Terdengar seruan azan dari loud speaker mushala. Alunan suaranya bening, sangat arabic. Langgam arab.
“Hayya’alas-shalah…”
“Hayya’alas-shalah...”
“Hayya’alas-shalah...”
Dari dalam rumah ada yang tersentak. Isapan rokok berhenti. Menyimak.
Tak lama terdengar iqamah. Shaf-shaf telah penuh. Salah satu
memberanikan diri maju ke depan sebagai imam. Sebelumnya terjadi adegan
saling tunjuk untuk memimpin salat. Para makmumlah yang menunjuk seorang
imam. Ada kesepakatan, siapa yang paling fasih dan dianggap matang,
dialah yang diangkat sebagai imam.
Waktu Isya pun menjelang.
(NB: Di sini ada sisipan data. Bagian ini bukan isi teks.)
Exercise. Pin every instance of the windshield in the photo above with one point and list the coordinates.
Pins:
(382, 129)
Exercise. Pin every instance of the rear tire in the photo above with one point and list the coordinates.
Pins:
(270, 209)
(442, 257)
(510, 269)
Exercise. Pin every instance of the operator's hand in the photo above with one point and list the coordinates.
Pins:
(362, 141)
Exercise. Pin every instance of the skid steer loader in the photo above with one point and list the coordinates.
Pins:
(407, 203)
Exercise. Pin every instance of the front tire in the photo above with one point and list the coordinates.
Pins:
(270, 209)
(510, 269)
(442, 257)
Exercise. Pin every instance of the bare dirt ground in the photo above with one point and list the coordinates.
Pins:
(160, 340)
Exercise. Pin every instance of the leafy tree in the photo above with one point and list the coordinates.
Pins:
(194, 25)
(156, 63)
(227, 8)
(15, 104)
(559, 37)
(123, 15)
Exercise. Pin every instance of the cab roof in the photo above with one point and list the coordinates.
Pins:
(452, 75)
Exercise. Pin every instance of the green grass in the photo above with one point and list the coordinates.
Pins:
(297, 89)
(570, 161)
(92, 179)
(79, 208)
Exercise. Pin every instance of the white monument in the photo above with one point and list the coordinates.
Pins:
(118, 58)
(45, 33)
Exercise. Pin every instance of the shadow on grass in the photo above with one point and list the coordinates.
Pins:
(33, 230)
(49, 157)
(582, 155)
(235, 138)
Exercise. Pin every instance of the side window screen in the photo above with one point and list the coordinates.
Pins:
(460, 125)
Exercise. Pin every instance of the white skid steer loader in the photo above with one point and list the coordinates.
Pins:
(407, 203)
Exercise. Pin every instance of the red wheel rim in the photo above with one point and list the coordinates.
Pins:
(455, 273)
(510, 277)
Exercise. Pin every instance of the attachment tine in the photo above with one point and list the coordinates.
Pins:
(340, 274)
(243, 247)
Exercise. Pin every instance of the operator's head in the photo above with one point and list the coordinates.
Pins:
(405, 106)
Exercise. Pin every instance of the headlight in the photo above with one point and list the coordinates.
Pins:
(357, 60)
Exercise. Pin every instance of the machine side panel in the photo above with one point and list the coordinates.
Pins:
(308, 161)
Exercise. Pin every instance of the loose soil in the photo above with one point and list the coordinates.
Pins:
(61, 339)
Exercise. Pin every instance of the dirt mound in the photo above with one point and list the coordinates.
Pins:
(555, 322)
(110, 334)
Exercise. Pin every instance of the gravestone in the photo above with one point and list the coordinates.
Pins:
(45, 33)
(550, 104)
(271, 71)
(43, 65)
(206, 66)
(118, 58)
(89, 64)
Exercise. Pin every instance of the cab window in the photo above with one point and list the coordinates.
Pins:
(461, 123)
Kembali terdengar alunan suara azan.
“Allahu Akbar, Allahu Akbar.…”
Lagi, yang di dalam rumah tersentak. Kopi tinggal separo. Rokok masih menyala di asbak.
“Laa ilaha illa-llah….”
Entah berbicara kepada siapa. Seolah berteriak.
“Sopo rek sing azan?”
“Mboten ngertos, Cak,” seseorang menjawab.
“Tulung, panggilen rene!”
“Nggih, Cak.”
“Mboten ngertos, Cak,” seseorang menjawab.
“Tulung, panggilen rene!”
“Nggih, Cak.”
Di balik dedaunan, bulan masih memancarkan kejelitaan wajahnya. Padhang rembulane.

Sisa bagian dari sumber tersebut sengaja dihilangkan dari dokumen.